Her first novel, Delia’s Shadow, was published by Tor Books September 17, 2013. The second book in the series, A Barricade In Hell, comes out June 3, 2014, and the third book, Against ABrightening Sky, in 2015.
Jaime’s short fiction has appeared in Lone Star Stories, Daily Science Fiction, and the Triangulations: End of the Rainbow, and Triangulations: Last Contact anthologies. She was poetry editor for Ideomancer Speculative Fiction for five years and edited the 2010 Rhysling Award Anthology for the Science Fiction Poetry Association. A poet in her own right, she’s sold more than her share of poetry.
She writes a lot.
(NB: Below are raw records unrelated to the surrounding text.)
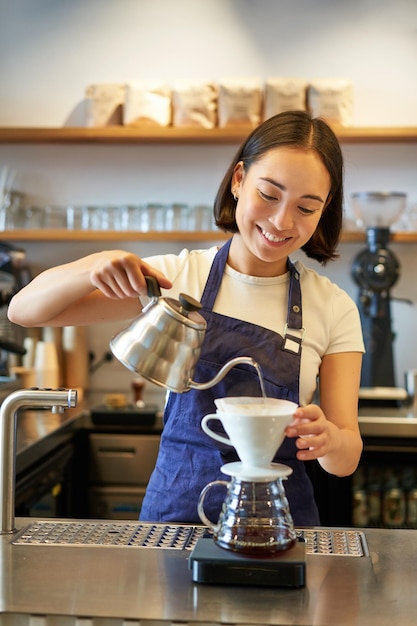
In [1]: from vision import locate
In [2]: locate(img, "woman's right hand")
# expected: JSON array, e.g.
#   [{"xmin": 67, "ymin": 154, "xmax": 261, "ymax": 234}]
[
  {"xmin": 8, "ymin": 250, "xmax": 172, "ymax": 327},
  {"xmin": 90, "ymin": 250, "xmax": 172, "ymax": 299}
]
She reads as much as she can.
You can learn more about Jaime by checking out her website.
A year isn’t so long. It only feels like forever.
By Jaime Moyer
On September 17th, I will have been a published author for one entire year. This was a year full of surprises, of holding my breath, of learning all the things I thought I knew all over again. I usually relearned everything the hard way.
Realizing an entire year had passed was a bit of a shock in and of itself. I live my life day to day, and things like anniversaries creep up on me. But a one-year anniversary seemed notable and worthy of comment, so here I am.
Surprise number one, which wasn’t really a huge surprise to me: I can measure the way my life has changed in inches, not in miles. Many of those changes are internal. The way I look at certain things in life has changed; some goals and priorities. No one else would notice.
From the outside nothing about my life looks any different, aside from a shelf on the bookcase where all the books have my name on the cover. I still have a full time job. My long time friends, and my newfound friends, are still very very important to me. They are my family of choice.
(spoiler) The average SFF writer’s life—or any writer’s life for that matter—isn’t anything like what you see in a movie.
Surprise number two: People honestly and truly think that being published equals instant riches, a life of ease and an end to working hard for anything, ever again. That includes everyone from extended family (who really should know better) to total strangers, and everyone in between.
I shouldn’t have to say that’s not true, but I’ll say it anyway. That’s not even remotely true.
Surprise number three: Readers will go out of their way to tell you how much they loved your book, thus making your day.
And readers who are less than fond of what you wrote aren’t shy either. You hear from them too.
Surprise number four: Anyone who tells you not to read reviews has your best interests at heart. Trust them, listen to them. Those people are your friends.
Because really? Life is too short to be upset by someone trashing a book you spent a year or more of your life on, all because they found a typo in the last ten pages.
Surprise number five: My personal definition of failure has always been this: The only way you ever really fail is if you don’t try. Give what you care about your absolute best, get up again if you fall, and keep going.
Probably the biggest surprise of all is that after a year, I still (mostly) believe that.